Let us describe two possible solutions:

Solution 1

First solution is based on the fact that

$$\displaystyle \max_{y \in a} hamming(x, y) = m-\min_{y \in a} hamming(x^c, y)$$

Intuitively, we want a number as similar to ~x^c~ as possible.

Let us try to calculate the minimal Hamming distance for every number in ~[0, 2^m-1]~. For every number that appears in ~a~ it is ~0~. It leads us to a BFS solution, where each number in ~[0, 2^m-1]~ is a node in our graph and the edges represent changing exactly one bit. In a graph constructed in such a fashion Hamming distance between two numbers is exactly the length of shortest path between corresponding nodes. So we start BFS algorithm with every number from ~a~ in our queue and we will get the desired minimal distances.

Solution 2

Second solution is based on dynamic programming. Let ~popcount(x)~ be the number of ones in the binary representation of ~x~. The solution will be based on the following identity:

$$\displaystyle hamming(x, y) = popcount(x) + popcount(y) - 2 \cdot popcount(x \mathbin{\&} y)$$

Intuitively, each one in the binary representation of each number contributes ~1~ to Hamming distance, but then each common one decreases it by ~2~.

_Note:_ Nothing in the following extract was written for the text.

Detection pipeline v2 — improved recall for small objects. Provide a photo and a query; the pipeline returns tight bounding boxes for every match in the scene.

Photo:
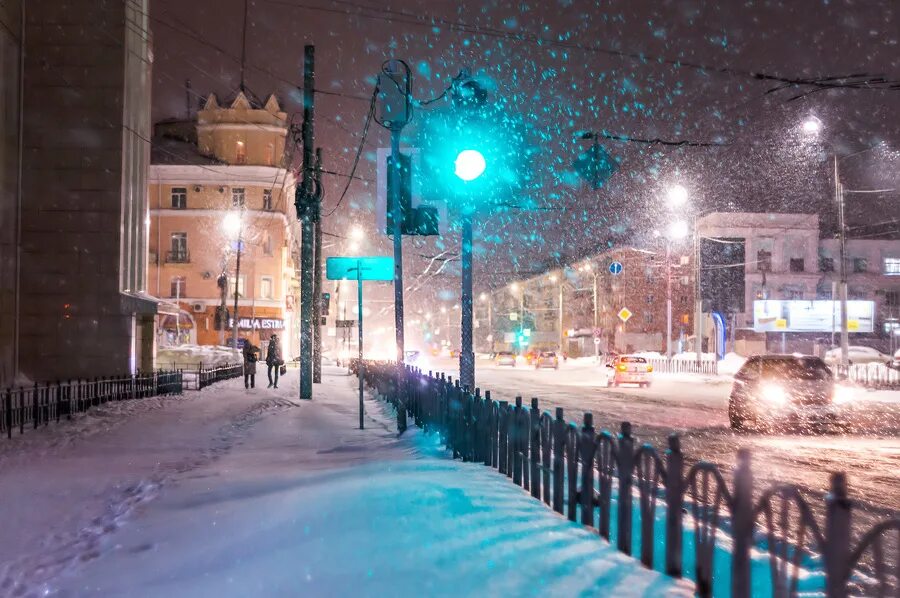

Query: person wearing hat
[265,333,284,389]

We want to calculate ~dp(mask)~ - maximum number of ones for some number in ~a~ but each one that is not in mask we penalize by ~2~. Formally,

$$\displaystyle dp(mask) = \max_{x \in a} (popcount(x) - 2 \cdot popcount(x \mathbin{\&} mask^c))$$

Then, the solution for some ~x~ will be given as ~popcount(x) + dp(x^c)~. The above ~dp~ can be calculated with standard dp with bitmasks methods.

Complexity of both solutions is ~\mathcal O(2^m \cdot m)~.